Donald Trump to Reverse Obama's Inclusion of Climate Change as Threat to National Security

12_15_Donald Trump
Donald Trump in the Oval Office last February. The president hasn't even signed the GOP tax bill and he’s already talking about infrastructure legislation. Getty

Donald Trump is set to drop climate change as a national security threat, as part of a new National Security Strategy that will be released on Monday.

In a speech that is expected to prioritize the president's "America first" security blueprint, the threat of climate change will be downplayed in a sharp change of tack from the Obama administration—which emphasized it as one of the biggest threats facing the U.S.

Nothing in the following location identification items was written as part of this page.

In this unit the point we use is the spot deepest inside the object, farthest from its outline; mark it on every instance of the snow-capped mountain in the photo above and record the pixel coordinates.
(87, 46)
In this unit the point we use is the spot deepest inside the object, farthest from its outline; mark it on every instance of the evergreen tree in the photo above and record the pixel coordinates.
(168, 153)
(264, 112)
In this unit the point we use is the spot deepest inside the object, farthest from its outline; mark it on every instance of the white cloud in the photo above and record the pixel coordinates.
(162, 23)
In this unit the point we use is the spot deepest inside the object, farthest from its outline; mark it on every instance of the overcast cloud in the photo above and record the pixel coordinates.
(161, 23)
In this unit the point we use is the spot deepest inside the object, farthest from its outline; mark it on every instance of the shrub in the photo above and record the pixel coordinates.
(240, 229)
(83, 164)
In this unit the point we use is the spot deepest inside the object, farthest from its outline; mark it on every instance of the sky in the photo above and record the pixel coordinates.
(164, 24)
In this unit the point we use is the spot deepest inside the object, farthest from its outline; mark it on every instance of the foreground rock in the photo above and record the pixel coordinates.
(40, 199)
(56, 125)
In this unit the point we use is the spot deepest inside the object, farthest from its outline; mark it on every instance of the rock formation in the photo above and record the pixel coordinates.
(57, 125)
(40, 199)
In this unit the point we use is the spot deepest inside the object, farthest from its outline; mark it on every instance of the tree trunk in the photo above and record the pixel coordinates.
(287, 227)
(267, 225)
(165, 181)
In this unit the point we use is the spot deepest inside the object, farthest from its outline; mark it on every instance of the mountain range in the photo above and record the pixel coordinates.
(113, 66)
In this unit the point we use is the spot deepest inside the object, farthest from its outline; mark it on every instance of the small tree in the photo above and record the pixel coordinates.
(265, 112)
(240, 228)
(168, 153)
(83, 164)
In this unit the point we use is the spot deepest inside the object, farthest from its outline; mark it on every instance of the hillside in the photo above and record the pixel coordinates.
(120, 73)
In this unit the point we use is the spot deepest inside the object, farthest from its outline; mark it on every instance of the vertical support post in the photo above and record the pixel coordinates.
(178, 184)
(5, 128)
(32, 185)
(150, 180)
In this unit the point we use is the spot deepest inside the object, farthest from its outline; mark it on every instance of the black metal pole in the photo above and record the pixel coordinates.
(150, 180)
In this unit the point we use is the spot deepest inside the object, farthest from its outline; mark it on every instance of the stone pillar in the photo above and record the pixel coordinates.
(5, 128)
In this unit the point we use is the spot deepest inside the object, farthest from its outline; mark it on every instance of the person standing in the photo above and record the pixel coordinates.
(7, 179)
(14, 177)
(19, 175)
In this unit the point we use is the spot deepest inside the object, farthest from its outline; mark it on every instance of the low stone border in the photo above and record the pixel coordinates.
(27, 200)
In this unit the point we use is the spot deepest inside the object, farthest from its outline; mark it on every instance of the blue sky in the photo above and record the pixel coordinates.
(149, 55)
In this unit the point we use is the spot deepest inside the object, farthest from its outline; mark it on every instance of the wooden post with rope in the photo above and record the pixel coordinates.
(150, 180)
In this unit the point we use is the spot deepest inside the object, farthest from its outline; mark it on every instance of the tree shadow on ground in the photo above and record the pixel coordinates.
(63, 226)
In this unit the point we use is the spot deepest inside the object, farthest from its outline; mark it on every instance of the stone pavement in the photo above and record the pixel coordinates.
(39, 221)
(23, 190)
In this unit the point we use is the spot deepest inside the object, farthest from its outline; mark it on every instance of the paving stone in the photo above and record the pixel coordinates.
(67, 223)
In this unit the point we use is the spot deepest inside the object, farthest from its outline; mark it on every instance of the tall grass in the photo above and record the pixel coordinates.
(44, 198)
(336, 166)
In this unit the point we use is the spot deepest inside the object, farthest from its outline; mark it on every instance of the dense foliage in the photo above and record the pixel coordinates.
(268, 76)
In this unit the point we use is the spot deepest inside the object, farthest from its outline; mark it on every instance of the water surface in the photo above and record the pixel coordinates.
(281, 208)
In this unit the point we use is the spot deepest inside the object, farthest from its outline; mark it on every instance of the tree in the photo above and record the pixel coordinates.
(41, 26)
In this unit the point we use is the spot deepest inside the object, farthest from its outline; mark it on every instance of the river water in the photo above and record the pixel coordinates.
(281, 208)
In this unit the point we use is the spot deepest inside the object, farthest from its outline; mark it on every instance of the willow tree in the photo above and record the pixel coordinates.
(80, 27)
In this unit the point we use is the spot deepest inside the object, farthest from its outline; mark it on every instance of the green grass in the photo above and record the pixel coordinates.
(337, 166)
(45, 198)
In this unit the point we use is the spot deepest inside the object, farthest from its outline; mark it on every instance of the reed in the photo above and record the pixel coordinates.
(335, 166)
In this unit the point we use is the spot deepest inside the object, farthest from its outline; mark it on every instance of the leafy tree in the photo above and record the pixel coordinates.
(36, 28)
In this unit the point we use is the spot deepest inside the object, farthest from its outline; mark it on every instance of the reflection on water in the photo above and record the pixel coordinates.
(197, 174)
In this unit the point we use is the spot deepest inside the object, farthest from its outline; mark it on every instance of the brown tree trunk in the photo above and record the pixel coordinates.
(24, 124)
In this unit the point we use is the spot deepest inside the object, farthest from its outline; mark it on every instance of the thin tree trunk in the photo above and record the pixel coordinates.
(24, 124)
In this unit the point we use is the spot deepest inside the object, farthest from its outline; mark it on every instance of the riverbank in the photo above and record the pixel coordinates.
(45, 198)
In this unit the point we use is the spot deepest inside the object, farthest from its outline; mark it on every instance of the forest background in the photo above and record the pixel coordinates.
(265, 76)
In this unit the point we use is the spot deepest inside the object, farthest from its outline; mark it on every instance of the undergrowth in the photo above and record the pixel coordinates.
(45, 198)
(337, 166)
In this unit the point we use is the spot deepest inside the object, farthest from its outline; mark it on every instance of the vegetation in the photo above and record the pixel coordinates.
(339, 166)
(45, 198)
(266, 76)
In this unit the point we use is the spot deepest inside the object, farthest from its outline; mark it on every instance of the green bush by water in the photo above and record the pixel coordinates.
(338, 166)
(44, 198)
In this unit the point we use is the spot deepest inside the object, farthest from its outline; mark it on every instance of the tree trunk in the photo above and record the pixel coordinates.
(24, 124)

Reporting Trump's plans to reverse the Obama-era policy that included climate change as a national security threat, The Federalist quoted the document as saying: "US leadership is indispensable to countering an anti-growth energy agenda that is detrimental to US economic and energy security interests."

"Given future global energy demand, much of the developing world will require fossil fuels, as well as other forms of energy, to power their economies and lift their people out of poverty," it added.

An early draft of the strategy, seen by the Associated Press, complained the U.S. had disadvantaged itself by being involved in multinational agreements such as those working toward combating climate change.

The move comes as part of a skeptical approach to climate change from Trump's administration, with the U.S. already facing criticism from other nations over its decision to withdraw from the Paris climate agreement.

Announcing his decision on the pact, which made the U.S. the only country not signed up to the agreement that aims to prevent global temperatures from rising 2 degrees Celsius above preindustrial levels, in an effort to prevent the worst effects of climate change, Trump suggested he made the decision to protect the U.S. economy.

"The Paris accord will undermine our economy," and it "puts us at a permanent disadvantage," Trump said during his announcement in June at the White House Rose Garden.

"We're on the right side of history," he added.